Hibird fluttered to Alaudi's shoulder, chirping a smug little tune. Roll hopped ahead, leaving tiny violet pawprints that faded slowly.
Alaudi stood in the center of the courtyard and let his Cloud Flames spill out.
They covered the stone, the pillars, the worn offertory box. They tasted the air, brushed the trees, reached down the path.
Kyoto's wards brushed back, not irritated this time.
Linked.
For three breaths, he let the Sky Crown's sense of structure overlay it all.
Cloud: claim and defend.
Sky: see and connect.
Guardian: the idiot standing between those and the next invasive experiment.
He pulled it all back in before it could anchor too deep.
Ren watched him, wide-eyed. "What did it feel like?"
"Loud," Alaudi said.
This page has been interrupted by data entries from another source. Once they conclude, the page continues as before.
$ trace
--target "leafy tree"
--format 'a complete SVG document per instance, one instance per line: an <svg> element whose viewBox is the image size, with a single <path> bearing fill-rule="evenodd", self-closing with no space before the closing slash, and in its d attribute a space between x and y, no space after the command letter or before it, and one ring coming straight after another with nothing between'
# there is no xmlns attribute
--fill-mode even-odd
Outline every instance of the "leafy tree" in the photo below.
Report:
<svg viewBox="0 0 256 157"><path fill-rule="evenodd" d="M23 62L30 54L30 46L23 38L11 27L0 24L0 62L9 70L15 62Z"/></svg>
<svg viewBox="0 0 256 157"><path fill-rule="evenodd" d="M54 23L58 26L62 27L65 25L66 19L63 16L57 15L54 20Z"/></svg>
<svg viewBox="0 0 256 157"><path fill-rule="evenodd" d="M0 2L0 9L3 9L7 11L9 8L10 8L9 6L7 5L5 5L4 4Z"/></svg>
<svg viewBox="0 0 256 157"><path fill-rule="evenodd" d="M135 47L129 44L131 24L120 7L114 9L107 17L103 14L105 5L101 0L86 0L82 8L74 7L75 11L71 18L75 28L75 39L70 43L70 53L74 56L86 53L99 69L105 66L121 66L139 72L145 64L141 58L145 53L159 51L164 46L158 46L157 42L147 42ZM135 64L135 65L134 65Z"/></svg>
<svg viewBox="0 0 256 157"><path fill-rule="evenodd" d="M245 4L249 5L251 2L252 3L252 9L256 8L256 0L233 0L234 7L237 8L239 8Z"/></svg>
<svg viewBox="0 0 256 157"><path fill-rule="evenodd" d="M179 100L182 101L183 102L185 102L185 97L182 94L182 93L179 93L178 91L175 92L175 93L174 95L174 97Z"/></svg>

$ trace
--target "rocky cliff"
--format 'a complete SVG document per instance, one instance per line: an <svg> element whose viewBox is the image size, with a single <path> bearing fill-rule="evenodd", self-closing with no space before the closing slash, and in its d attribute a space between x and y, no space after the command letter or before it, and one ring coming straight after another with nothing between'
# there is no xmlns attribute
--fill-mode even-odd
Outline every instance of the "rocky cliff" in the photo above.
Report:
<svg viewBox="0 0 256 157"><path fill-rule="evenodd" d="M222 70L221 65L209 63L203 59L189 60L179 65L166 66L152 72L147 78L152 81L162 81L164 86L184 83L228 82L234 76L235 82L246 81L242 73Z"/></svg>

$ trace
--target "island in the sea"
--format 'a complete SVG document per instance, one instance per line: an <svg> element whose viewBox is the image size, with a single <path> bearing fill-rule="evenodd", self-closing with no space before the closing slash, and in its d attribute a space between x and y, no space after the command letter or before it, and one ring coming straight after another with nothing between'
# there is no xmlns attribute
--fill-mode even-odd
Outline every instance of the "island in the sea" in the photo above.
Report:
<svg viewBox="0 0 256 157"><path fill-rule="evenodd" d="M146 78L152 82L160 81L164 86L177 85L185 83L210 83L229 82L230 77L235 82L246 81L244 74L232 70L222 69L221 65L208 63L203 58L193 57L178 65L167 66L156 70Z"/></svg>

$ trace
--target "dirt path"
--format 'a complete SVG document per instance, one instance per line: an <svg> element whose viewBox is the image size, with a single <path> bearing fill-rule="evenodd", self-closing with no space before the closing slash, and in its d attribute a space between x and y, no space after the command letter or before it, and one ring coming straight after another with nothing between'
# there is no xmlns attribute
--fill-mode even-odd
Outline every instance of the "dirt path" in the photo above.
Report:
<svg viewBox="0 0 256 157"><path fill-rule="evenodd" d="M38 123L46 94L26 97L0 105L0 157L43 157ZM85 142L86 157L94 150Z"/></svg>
Then, after a beat: "Right."
Ren smiled.
"You, too," Alaudi added. "If you're staying here, you train like this place depends on you as much as you depend on it."
Ren straightened. "Yes."
"Good," Alaudi said. "Stance drills. Top to bottom. If you fall over, start again."
Ren groaned. "You just got promoted and immediately became worse."
"Perks of the job," Alaudi said.
Hibird cackled.
Roll sparked.
Kyoto listened to the lone Cloud and did not reject him.
It was subtle, fragile, and absolutely deniable—but for the first time in his life, Alaudi was something other than "weapon" or "mistake" in someone else's mouth.
He'd live with "Guardian."
On his terms.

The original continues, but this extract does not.